Anyway, LETA triggers a minor newsroom panic by asserting that Latvia's arrangements for number portability means endusers will have to pay for the privilege. Nobody actually says that in the original piece and moreover, nobody actually tells me that either. In fact, they say that as things now stand, people officially know just about f**k all about how things will really look (one of the privileges of blogging is that you can rant, writing the way I might speak to someone about this in an informal manner).
My story started being written that it wasn't so that number portability costs would be passed to customers even if they were incurred by operators. In other words, LETA was writing bullshit. In truth, nobody really knew whether customers might have to pay, but there were strong factors the suggested they probably wouldn't. Putting it so clearly didn't fly on the first try, so the piece was done with a twist that I'm mildly unhappy with. Then again, doesn't mean shit to those who don't read Latvian, and all the better :)...
Unofficially, it looks like the mobiles at least are going for some kind of independent organization to managed the database that knows whose number is where. That means there could be a variety of cost-sharing arrangements.

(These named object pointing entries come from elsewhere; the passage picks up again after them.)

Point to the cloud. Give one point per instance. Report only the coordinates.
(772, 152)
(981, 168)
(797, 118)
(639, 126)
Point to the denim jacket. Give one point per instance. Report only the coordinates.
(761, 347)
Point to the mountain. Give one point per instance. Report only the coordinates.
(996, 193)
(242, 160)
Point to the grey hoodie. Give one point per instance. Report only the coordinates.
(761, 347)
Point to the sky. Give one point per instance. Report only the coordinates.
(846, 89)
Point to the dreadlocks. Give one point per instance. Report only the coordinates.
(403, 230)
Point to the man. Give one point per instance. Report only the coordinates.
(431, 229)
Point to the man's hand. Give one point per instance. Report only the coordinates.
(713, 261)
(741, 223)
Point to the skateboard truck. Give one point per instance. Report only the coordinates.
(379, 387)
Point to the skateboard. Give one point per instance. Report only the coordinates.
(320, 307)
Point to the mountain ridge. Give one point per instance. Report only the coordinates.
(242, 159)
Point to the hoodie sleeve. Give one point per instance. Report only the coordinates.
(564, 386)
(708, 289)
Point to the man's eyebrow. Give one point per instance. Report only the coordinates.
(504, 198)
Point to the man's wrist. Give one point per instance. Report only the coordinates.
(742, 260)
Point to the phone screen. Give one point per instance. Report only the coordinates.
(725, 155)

Lattelekom, according to my sources, is pretty close to signing its arrangements with the small number of small fixed line operators that actually have anything going.
One idea that Lattelekom is mulling (and this would apply only to number portability within any of 26 domestic area code zones) is to package the charge for incoming customers (charged by their former operators) as a kind of fee for keeping an old familiar number while at the same time getting better tariffs, higher quality or whatever it was that made the customer want to switch. At the same time, it is also logical that number portability charges, if applied by the operator giving up the customer to the receiving operator, would also be absorbed by the latter simply as a cost of customer aquisition rather than passing it on to the customers.
It is even less likely that the mobiles would pass on charges, as they regularly put up substantial amounts for customer acquisition with such deals as subsidized phones. C'mon, no phone costa LVL 1 or LVL 19 wholesale. The operator is putting up LVL 20 just to get the subscriber signed up for whatever the minimum time is and hoping the revenues will soon make up for the wholesale cost of some mid-range Nokia or Samsung. So why should a number portability charge be passed on to the customer? At best, it will be diluted and hidden. Does anyone buy shoes on sale where the price tag says $75 for the shoes and $4.95 per buyer for the advertising campaign that announced the sale? No, those shoes are "was $ 99.95, now $ 79.95". Basta.
Even if charges were implemented, it doesn't look like people will rush to port their numbers like stampeded lemmings. Lattelekom doesn't see more that 2 % of its subscribers doing so(about 12 000), thought other sources see a double-digit percentage. However, those predicting stampede away from the incumbent (has anyone seen this elsewhere? 50 % was a guesstimate mentioned to me by one source forecasting what could happen to Lattelekom) are logically saying that the unit cost of portability will fall. If Lattelekom spends about LVL 1 million on its number portability platform, "better" to have 60 000 jump ship than 12 000.
One serious issue is whether the Latvian operators will have their act together by the time number portability must be implemented on December 1. That's when the Public Utilities Regulatory Board will start fining operators. The mobiles and Lattelekom say they will be in compliance.
We shall see. Off to Ericsson in the morning.

2 comments:

Juris Kaža said...

Actually, lame-ass blogger.com repeated the post. I now see it and the clone has been removed.

Anonymous said...

Actually, every time I read leta.lv (not often, when I'm in my university), I found some incorrect or unprecise information there.